Ausable Bayfield Conservation Authority

Places to plant trees

imageThink there are no places left to plant trees? Think again!

When it seems there’s no land left for trees, landowners are invited to consider four possible areas to plant

Landowners plant tens of thousands of trees locally through conservation authority programs; Funding is available to help cover costs

No room for trees? Think again. A local conservation authority is suggesting four areas where you might consider planting trees. 

When discussing tree planting with farmers, stewardship staff sometimes hear the response that “I don’t have any room left for trees on my farm.” Faced with this challenge, during the newly launched spring tree order program for 2018, staff of Ausable Bayfield Conservation are proposing four areas where trees can be planted on a farm with minimal if any loss of farmland:

1. Along rivers and municipal drains. Trees can be planted along both sides of natural watercourses where land isn’t great for crop production. With the transition from pastures to cash crops, these valleylands are better suited for trees than investing crop inputs for mediocre yields. Trees can be planted on one side of municipal drains with the other side left open for future maintenance. Trees can be selected with roots that won’t plug tiles. Trees along watercourses have a secondary benefit of wind erosion control. 

2. Farmsteads. Trees around feedlots provide shade in the summer and reduce wind chill in the winter. This makes the temperatures more comfortable for livestock and people. Cattle that spend less energy keeping warm have better weight gain. Trees around houses reduce energy costs and reduce grass-cutting costs.

3. Property lines. In the past, ‘good fences made good neighbours’ but more and more often windbreaks delineate property boundaries. The trees also reduce wind erosion across fields. Studies show an increase in crop yields greater than the loss of a few rows of crops. A row of trees planted across a slope reduces water erosion as well. 

4. Squaring up a field. With larger equipment, including sprayers, it’s more difficult to get into those irregular, small corners of fields. More people are squaring up fields by planting trees instead of clearing trees. 

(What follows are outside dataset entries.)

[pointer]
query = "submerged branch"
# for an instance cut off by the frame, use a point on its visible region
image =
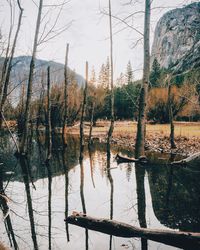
(186, 240)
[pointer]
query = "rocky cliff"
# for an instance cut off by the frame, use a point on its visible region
(177, 39)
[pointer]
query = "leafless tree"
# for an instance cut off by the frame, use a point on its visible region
(65, 93)
(30, 82)
(109, 136)
(141, 126)
(8, 64)
(83, 112)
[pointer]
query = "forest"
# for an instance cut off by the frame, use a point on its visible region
(112, 154)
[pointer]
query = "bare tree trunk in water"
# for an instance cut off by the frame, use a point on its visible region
(171, 117)
(185, 240)
(83, 113)
(81, 151)
(30, 83)
(25, 174)
(141, 126)
(91, 123)
(7, 220)
(109, 136)
(6, 78)
(65, 94)
(48, 122)
(49, 149)
(111, 193)
(141, 202)
(66, 171)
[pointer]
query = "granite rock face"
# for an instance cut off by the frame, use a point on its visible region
(177, 39)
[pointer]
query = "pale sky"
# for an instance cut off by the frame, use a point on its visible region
(88, 34)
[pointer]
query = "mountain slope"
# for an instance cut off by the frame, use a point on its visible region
(177, 39)
(20, 71)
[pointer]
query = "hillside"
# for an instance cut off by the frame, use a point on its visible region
(177, 39)
(20, 70)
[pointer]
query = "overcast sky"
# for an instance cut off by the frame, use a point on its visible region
(88, 34)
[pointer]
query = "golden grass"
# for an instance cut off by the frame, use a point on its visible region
(182, 129)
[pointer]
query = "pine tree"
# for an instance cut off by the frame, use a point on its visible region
(93, 80)
(129, 73)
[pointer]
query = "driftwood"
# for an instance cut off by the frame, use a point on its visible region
(123, 159)
(193, 160)
(186, 240)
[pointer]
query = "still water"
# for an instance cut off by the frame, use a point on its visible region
(157, 196)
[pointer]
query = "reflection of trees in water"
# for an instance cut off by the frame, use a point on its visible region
(111, 189)
(175, 196)
(65, 156)
(141, 200)
(48, 166)
(26, 178)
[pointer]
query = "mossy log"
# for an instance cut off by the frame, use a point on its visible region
(124, 159)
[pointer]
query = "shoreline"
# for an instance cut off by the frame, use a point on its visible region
(156, 140)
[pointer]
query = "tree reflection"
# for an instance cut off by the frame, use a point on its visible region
(26, 179)
(141, 200)
(111, 188)
(66, 171)
(5, 210)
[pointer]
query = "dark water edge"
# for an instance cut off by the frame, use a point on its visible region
(157, 196)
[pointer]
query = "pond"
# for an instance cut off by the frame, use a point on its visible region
(156, 196)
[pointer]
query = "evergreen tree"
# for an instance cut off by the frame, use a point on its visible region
(93, 80)
(104, 75)
(155, 74)
(129, 73)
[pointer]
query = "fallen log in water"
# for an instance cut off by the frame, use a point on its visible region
(186, 240)
(124, 159)
(193, 160)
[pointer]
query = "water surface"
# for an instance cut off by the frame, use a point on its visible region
(157, 196)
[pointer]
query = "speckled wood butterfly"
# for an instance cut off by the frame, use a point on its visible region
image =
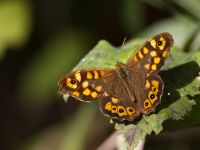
(130, 89)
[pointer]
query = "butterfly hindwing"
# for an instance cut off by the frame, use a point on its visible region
(153, 90)
(100, 85)
(152, 55)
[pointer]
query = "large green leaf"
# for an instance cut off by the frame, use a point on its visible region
(181, 78)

Ausable Bayfield Conservation has launched its Spring Tree Order program for 2018. The local conservation authority has announced the spring tree order form is now online at abca.on.ca. The conservation authority receives mail-in orders until January 31, 2018. Orders are taken accompanied by payment until February 28, 2018.  Contact Ian Jean at Ausable Bayfield Conservation at abca.on.ca to find out more or call toll-free 1-888-286-2610.

Landowners plant tens of thousands of trees through the spring and autumn tree order programs but the spring program is the largest of the two, said Ian Jean, Forestry and Land Stewardship Specialist with Ausable Bayfield Conservation Authority (ABCA). “We have spring and fall tree order programs but spring is the bigger season by far,” according to Jean. Copies of the tree order form can be found and printed from abca.on.ca or they are available at the office at 71108 Morrison Line, just east of Exeter and south of Highway 83. 

Trees do take up some space but the benefits for crops, livestock and people can outweigh the space lost, according to stewardship staff.

The outlook for funding to help with the costs of trees is also bright for this spring. Farmers can receive grants from a number of sources, to cover the costs of tree stock and planting.